In making Janet, I was inspired by the REBOL Parse module and LPeg to include a versatile library for parsing text and any sequence of bytes based on Parsing Expression Grammars, or PEGs. I was also willing to exclude other forms of parsing tools such as regular expressions from the core library, as PEGs are more general than regular expression, or easier to read, and can capture error locations when matching text. The development of PEGs in Janet went particularly smoothly, made possible by the simple PEG formalism, Janet's basic data structures, and a very straight-forward subroutine threaded interpreter. While much of Janet's PEG module could be implemented in any language, Janet's C API and rich set of core data structures made it easy to implement PEGs in Janet.

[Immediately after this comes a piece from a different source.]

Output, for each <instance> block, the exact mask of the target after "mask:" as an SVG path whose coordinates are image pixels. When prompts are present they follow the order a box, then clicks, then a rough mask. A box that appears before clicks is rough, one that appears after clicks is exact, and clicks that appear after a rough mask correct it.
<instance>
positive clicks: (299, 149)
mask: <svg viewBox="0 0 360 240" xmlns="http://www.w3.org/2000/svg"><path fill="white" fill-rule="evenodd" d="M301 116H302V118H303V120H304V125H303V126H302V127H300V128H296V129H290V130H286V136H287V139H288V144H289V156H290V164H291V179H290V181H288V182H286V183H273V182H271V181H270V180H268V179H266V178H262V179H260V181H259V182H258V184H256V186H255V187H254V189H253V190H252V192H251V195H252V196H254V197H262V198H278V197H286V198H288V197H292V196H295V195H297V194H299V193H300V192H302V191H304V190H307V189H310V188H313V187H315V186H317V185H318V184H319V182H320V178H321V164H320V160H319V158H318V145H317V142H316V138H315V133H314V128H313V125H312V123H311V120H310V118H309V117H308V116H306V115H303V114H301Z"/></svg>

This post is about how the Janet PEG engine is implemented; it is not a guide on using pegs. Although the code is written in Janet, It can be translated directly to most programming languages as we make no special use of any data structures besides arrays and hashtables. For information about using Janet's PEG module, see the Janet PEG documentation.
A Quick PEG Overview
The Parsing Expression Grammar formalism has it's roots in a
2004 Paper by Bryan Ford, who
presents both the model and an algorithm for recognizing any PEG grammar in
linear time. Our PEG engine will not parser all patterns in linear time, but
will use similar semantics for defining our grammar. One difference between
PEGs and more traditional parser generators, such as those used by YACC and
Bison, is the ordered choice operator. For the purposes of this post, +
is the ordered choice operator. For example, using a pseudo-syntax for PEG
grammars where the MAIN
rule is the entry point of the grammar, we can
write a grammar that matches any text that starts with a, b, or c.
MAIN: "a" + "b" + "c"
This grammar will match "apple pie", "banana split", and "coconut cluster", but not "orange soda", "watermelon taffy", or "lemon snap".

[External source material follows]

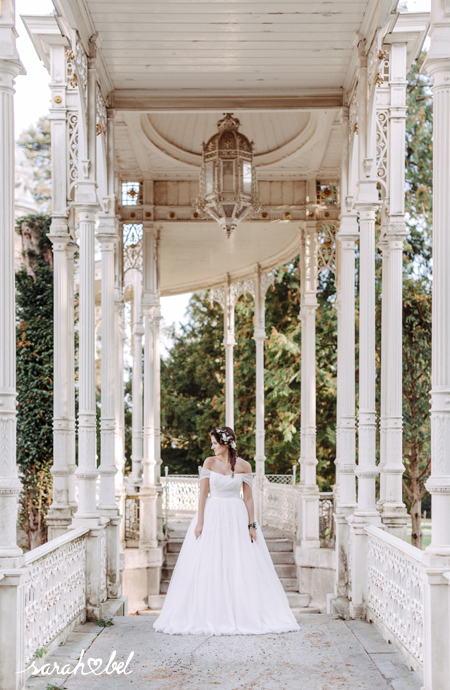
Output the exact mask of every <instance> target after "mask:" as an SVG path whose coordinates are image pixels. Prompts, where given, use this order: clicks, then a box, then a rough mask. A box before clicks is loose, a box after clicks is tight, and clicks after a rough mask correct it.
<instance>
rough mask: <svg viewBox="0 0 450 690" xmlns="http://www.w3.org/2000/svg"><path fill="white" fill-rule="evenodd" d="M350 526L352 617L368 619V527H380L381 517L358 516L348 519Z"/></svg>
mask: <svg viewBox="0 0 450 690" xmlns="http://www.w3.org/2000/svg"><path fill="white" fill-rule="evenodd" d="M347 522H348V525H349V542H348V544H349V547H348V549H349V550H348V560H349V576H350V592H349V597H348V598H349V599H350V615H351V616H352V617H353V618H363V619H364V618H365V617H366V602H367V542H368V535H367V533H366V530H365V527H366V526H367V525H375V526H376V527H379V526H380V522H381V520H380V516H379V515H378V513H377V515H376V516H364V517H362V516H358V515H356V514H353V515H351V516H350V517H348V518H347Z"/></svg>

It's also easy to write redundant grammars with the ordered choice operator. The following grammar will match on the first "a" only, and never "ab" or "abc". Anything that starts with "ab" or "abc" also starts with "a", so they could be removed from the grammar without changing its behavior.
MAIN: "a" + "ab" + "abc"
The ordered property of the +
operator means that all PEG grammars are
deterministic - if they match a string, they will only match it one way. This
also means there is a direct correspondence between a PEG and a
parser. This is very convenient when writing PEGs, as your specification
and parser can often be one and the same.
Traditional parser generators are non-deterministic, and additional
rules are needed to resolve ambiguity.
To complete our PEG model, we only need a few more operators. Below are all operators and features needed for the PEG formalism to be as general as possible.
"..." - string literal
+ - choice operator
* - sequence operator (implicit in our pseudo-syntax)
! - Boolean inversion
The above features, along with recursion introduced by a top level grammar, can express all PEGs. This is a trimmed down version of the what's presented in the original paper, but other operators can be substituted for combinations of the above operators. The other very important feature needed for matching context free grammars is recursion, or otherwise our model would be limited to matching regular expressions.
Using this formalism, we can write a simple grammar that matches dates in ISO 8601 format. Such a date looks like
2019-06-10
A naive grammar that matches dates (but does not validate dates - 9999-99-99 would match) is presented below. This also requires years to be specified with 4 digits.
DIGIT: "0" + "1" + "2" + "3" + "4" + "5" + "6" + "7" + "8" + "9"
YEAR: DIGIT DIGIT DIGIT DIGIT
MONTH: DIGIT DIGIT
DAY: DIGIT DIGIT
MAIN: YEAR "-" MONTH "-" DAY
This looks very similar to a context free grammar, and in simple cases, the grammar is identical.
A simple PEG engine in code
Using our PEG definition above, we can write a simple
match-peg
function that takes a rule and a string to match against
and tests if string matches the rule. If there is a match, the number of bytes matched will
be returned to help us find where to begin the next match. Otherwise, we will
return nil, or some token to indicate that there is no match. This code will be
written in Janet, but could be very easily written in any language. We are using
Janet's match macro here, which does pattern matching on arguments.
(defn match-peg
[peg text]
(match peg
@[:! x] (unless (match-peg x text) 0)
@[:+ x y] (or (match-peg x text) (match-peg y text))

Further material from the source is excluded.